We later learned that one Moscow University examiner had received a direct order to flunk him: "He won't be accepted anyway, and you'd just be fired." Alexei's story is not unusual. Anti-Semitic discrimination in university admissions is part of a deliberate policy of squeezing Jews out of the country's intellectual establishment. The Central Committee is said to have asked Mstislav Keldysh, then president of the Academy of Sciences, when its Jewish membership would fall to zero. It would take about 20 years to solve the "problem," he replied. I must note that Keldysh did not reduce the number of Jews in the institutes he directed and was not anti-Semitic.
Notoriety at Home and a Nobel in Oslo
On Aug. 15, 1973, Mikhail Malyarov, the Soviet Deputy Procurator-General, telephoned and asked me to come see him. At his office on Pushkin Street, Malyarov said that meeting with the foreign press, as I had been doing in behalf of dissidents, could be regarded as a violation of my obligation not to disclose state secrets. To make it clear that I was determined to go on speaking out, I decided to hold a major press conference.

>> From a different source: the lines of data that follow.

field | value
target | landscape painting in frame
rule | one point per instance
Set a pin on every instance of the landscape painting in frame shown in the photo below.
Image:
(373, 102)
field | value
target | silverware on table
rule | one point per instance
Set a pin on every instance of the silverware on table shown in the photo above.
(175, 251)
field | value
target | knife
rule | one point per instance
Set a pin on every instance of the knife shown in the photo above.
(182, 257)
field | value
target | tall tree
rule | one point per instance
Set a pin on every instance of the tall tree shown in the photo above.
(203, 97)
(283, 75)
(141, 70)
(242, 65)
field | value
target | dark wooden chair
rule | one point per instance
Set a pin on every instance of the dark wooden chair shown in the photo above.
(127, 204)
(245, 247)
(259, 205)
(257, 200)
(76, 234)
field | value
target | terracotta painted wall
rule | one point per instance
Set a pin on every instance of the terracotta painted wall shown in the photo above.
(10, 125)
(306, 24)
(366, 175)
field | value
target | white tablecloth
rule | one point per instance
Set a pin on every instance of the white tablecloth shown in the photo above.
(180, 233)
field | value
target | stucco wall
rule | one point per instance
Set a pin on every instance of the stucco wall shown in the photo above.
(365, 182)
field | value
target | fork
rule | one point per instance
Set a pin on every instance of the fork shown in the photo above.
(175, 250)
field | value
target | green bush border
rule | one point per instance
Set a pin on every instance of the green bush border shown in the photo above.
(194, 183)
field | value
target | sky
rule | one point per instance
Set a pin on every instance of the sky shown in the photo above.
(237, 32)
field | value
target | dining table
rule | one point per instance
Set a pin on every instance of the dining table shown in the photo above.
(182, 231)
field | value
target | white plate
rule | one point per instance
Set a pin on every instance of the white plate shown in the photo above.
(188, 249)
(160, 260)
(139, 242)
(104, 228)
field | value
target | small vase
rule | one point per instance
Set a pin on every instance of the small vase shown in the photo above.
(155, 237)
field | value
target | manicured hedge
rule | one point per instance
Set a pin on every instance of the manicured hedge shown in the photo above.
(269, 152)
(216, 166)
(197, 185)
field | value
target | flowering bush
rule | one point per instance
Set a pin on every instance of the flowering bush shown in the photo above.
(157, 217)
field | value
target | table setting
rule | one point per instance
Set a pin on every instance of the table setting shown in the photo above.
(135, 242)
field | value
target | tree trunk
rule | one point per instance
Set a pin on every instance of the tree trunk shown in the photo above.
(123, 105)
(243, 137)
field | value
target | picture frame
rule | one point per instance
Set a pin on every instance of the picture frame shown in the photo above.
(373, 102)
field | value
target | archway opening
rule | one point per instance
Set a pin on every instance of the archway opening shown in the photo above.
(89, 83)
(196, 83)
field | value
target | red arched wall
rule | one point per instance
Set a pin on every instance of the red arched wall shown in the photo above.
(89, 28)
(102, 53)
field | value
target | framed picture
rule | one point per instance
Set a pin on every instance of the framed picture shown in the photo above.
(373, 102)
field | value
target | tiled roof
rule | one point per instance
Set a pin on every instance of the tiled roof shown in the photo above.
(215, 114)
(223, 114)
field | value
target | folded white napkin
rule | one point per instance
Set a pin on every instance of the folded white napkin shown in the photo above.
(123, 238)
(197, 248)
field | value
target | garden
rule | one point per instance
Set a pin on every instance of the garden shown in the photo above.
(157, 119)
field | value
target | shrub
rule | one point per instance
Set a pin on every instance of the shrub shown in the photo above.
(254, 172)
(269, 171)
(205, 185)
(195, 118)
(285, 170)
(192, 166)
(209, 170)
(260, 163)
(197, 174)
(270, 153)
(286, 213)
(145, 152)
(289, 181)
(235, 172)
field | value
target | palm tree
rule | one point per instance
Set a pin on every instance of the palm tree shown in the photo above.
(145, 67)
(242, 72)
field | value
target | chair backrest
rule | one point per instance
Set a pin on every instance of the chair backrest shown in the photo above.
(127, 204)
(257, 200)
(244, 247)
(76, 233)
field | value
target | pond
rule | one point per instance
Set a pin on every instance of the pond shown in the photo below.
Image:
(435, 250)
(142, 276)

Some 30 Western correspondents crowded into our apartment on Aug. 21. I said I supported detente, since it reduced the risk of war, but added that caution, unity and firmness of purpose were necessary on the part of the West as it embarked on a new and more complex relationship with the U.S.S.R. The Soviet Union, I said, is a country "behind a mask," a closed, totalitarian society capable of dangerously unpredictable actions. Detente would promote international security only if the West avoided letting the U.S.S.R. achieve military superiority and at the same time tried to promote a more open Soviet society. I reminded my listeners that the ingrained conservatism and inertia of the Soviet system militated against any rapid change. A few hours after the conference, Western radio stations and newspapers began carrying reports.
On Aug. 28, newspapers carried a letter signed by 40 academicians denouncing me for actions that "discredit the good name of Soviet science." It marked the beginning of a press campaign against me that included the obligatory letters from scientific research institutes, writers' and artists' unions, individual scientists, authors, physicians, war veterans, steelworkers, miners and milkmaids.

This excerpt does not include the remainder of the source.